1. **Standard Fine-tuning** (Accuracy: **92.94%**, Loss: **0.1009**):
   - Achieves the **lowest eval loss** and **highest accuracy**.
   - Indicates that full fine-tuning unlocks the best model performance.
   - However, it is also the **most resource-intensive** (memory, GPU, training time).

2. **Freeze** (Accuracy: **91.45%**, Loss: **0.1087**):
   - Slightly worse performance than Standard.
   - A good trade-off between **efficiency** and **accuracy**.
   - Recommended when resources are limited or to avoid overfitting.
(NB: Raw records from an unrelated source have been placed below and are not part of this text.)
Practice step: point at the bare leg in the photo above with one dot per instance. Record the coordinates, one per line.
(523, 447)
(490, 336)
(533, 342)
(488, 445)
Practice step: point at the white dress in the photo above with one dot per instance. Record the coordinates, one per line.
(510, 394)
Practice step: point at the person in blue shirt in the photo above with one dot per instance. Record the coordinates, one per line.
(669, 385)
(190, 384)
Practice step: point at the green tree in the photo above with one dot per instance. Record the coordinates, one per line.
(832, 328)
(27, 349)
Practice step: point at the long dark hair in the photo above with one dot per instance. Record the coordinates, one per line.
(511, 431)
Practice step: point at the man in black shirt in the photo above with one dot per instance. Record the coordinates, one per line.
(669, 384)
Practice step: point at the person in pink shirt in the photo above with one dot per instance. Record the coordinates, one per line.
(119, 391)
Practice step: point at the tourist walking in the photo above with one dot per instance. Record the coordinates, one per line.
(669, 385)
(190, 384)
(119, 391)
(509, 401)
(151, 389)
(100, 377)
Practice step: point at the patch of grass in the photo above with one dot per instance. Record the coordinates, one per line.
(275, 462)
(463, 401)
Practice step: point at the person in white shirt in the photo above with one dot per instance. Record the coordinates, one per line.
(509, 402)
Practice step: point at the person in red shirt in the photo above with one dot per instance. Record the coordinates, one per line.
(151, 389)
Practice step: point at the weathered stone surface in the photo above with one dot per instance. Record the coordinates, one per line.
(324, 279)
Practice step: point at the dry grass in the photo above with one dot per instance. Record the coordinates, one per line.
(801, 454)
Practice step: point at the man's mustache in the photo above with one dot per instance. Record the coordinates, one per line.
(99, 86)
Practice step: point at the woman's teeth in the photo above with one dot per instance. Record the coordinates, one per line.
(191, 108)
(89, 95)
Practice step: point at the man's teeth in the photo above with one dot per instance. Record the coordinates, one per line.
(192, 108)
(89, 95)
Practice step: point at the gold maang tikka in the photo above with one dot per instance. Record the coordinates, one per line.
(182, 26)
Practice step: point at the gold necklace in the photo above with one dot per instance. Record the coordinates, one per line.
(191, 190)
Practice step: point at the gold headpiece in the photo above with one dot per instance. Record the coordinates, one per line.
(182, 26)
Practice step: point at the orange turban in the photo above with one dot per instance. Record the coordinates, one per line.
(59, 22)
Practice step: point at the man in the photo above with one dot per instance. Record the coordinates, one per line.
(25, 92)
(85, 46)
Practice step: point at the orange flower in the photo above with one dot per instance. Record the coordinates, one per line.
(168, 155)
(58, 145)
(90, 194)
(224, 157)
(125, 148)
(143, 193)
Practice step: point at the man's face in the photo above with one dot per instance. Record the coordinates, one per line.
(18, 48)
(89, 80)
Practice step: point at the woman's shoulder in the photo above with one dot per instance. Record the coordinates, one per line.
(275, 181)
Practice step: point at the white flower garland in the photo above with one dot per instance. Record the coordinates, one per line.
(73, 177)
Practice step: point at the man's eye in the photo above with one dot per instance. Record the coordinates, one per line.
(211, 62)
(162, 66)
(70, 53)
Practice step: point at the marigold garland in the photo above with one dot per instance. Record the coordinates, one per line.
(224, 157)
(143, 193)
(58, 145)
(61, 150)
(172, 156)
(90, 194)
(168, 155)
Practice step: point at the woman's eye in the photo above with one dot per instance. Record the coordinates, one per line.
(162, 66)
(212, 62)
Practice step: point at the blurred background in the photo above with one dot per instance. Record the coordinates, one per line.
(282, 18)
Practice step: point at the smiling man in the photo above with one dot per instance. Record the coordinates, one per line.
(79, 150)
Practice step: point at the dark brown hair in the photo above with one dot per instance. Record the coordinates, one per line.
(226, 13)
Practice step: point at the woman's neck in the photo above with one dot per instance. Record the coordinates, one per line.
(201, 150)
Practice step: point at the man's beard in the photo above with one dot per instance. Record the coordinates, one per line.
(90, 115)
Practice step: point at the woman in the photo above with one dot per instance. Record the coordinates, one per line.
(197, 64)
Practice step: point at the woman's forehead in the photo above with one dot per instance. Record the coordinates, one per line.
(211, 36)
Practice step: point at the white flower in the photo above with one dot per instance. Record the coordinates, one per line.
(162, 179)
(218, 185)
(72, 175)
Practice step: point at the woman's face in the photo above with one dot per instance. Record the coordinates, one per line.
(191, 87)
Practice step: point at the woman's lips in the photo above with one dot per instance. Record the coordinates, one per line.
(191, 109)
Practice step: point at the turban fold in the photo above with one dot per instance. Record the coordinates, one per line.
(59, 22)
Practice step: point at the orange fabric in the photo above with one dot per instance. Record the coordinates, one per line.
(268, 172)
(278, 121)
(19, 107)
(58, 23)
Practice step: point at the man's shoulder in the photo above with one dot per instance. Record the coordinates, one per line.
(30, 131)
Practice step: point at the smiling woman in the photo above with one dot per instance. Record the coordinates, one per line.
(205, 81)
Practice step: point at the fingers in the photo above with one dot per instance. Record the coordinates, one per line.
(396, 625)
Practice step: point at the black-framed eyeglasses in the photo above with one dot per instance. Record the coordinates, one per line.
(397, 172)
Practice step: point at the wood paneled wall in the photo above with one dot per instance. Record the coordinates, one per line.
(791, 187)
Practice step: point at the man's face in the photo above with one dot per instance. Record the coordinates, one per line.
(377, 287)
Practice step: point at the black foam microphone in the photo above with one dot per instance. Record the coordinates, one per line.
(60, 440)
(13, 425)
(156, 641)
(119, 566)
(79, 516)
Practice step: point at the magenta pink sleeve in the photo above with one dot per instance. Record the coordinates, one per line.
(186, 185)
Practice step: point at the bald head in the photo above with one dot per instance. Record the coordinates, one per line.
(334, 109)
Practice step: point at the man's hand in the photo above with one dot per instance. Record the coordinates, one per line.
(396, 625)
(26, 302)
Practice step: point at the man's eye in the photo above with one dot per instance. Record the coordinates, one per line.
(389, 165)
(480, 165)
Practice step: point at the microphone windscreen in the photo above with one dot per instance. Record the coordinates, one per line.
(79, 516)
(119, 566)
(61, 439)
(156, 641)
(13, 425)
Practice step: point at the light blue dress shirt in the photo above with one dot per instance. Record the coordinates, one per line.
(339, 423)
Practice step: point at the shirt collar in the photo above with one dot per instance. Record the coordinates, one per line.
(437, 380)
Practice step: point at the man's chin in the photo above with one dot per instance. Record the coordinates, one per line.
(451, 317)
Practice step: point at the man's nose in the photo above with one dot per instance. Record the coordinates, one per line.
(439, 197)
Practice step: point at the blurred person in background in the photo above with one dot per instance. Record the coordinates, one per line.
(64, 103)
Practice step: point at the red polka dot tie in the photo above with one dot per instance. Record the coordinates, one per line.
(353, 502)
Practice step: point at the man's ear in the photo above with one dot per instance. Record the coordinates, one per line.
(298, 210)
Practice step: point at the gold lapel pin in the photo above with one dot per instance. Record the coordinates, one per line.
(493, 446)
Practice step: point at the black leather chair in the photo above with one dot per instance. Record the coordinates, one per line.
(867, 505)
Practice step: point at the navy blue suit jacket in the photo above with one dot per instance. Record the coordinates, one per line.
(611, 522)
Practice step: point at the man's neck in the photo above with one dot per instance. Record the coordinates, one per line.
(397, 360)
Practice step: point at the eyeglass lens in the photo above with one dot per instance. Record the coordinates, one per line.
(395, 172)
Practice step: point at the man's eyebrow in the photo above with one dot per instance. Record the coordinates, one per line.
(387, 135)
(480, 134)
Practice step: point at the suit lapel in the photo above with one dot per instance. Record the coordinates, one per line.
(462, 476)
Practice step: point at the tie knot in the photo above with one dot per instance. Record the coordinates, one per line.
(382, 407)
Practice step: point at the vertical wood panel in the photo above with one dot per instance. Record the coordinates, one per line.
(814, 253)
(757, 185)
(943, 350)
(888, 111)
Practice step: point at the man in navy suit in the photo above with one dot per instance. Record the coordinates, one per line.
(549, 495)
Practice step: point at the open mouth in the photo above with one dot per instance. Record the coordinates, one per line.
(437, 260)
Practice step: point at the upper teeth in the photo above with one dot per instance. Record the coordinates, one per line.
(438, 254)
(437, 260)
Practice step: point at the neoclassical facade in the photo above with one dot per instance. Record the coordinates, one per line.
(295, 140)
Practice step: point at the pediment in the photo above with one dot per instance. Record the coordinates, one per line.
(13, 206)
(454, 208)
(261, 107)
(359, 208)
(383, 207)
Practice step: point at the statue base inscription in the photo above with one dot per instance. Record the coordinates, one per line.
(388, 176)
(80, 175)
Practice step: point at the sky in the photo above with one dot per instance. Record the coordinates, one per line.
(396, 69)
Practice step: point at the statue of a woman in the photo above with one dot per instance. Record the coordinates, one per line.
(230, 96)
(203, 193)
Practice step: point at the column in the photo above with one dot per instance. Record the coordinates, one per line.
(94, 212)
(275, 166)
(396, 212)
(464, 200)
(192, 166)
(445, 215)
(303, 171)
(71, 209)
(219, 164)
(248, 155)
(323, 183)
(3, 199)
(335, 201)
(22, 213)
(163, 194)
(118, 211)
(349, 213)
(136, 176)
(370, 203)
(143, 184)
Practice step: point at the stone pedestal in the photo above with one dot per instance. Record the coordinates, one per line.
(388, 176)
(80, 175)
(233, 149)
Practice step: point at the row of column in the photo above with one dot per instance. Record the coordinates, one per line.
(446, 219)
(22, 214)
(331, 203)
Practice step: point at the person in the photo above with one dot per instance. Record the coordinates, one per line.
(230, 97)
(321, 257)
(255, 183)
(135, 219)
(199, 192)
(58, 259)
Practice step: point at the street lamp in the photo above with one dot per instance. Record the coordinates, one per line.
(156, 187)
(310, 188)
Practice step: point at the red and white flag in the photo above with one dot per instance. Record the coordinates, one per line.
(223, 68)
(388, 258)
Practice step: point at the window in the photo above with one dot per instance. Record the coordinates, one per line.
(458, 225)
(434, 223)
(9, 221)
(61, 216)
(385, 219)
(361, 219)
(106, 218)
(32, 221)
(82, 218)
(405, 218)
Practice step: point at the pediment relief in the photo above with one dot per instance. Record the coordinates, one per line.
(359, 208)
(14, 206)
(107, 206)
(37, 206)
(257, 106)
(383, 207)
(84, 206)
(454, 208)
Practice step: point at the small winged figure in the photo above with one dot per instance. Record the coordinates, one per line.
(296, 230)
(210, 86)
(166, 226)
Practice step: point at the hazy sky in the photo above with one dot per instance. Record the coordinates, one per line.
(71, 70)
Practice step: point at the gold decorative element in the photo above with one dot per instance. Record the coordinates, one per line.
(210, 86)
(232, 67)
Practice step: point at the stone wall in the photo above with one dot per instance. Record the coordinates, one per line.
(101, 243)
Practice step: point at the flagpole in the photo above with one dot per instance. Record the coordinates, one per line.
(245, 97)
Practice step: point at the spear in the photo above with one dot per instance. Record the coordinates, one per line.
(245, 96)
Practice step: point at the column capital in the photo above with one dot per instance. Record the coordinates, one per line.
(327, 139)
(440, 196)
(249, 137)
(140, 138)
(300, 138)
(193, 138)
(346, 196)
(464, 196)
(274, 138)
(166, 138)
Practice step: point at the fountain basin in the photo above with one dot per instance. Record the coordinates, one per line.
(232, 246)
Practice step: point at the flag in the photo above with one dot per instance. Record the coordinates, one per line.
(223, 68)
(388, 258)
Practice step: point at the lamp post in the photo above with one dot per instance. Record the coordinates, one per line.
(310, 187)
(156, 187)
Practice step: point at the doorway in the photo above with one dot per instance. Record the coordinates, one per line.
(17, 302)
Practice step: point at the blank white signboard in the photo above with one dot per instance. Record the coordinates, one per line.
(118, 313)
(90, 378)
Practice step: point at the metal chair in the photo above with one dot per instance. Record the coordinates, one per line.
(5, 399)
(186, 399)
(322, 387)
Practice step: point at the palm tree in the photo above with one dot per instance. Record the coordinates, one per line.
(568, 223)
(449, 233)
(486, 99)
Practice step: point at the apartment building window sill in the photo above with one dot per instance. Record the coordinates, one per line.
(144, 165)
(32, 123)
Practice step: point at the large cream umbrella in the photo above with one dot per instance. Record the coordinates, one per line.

3. **LoRA (Low-Rank Adaptation)** (Accuracy: **90.26%**, Loss: **0.1231**):
   - Produces the **highest loss** and **lowest accuracy**.
   - Useful in **parameter-efficient** fine-tuning scenarios.
   - Acceptable choice for **scalability** or **low-resource environments**.

---
- **Standard**: Best performance (92.94% accuracy, 0.1009 loss), highest cost.
- **Freeze**: Balanced trade-off (91.45% accuracy, 0.1087 loss).
- **LoRA**: Efficient but slightly lower performance (90.26% accuracy, 0.1231 loss).

> **Summary**: For sentiment analysis on the IMDB dataset using `t5-small`, full fine-tuning (Standard) remains the most effective method in terms of evaluation performance.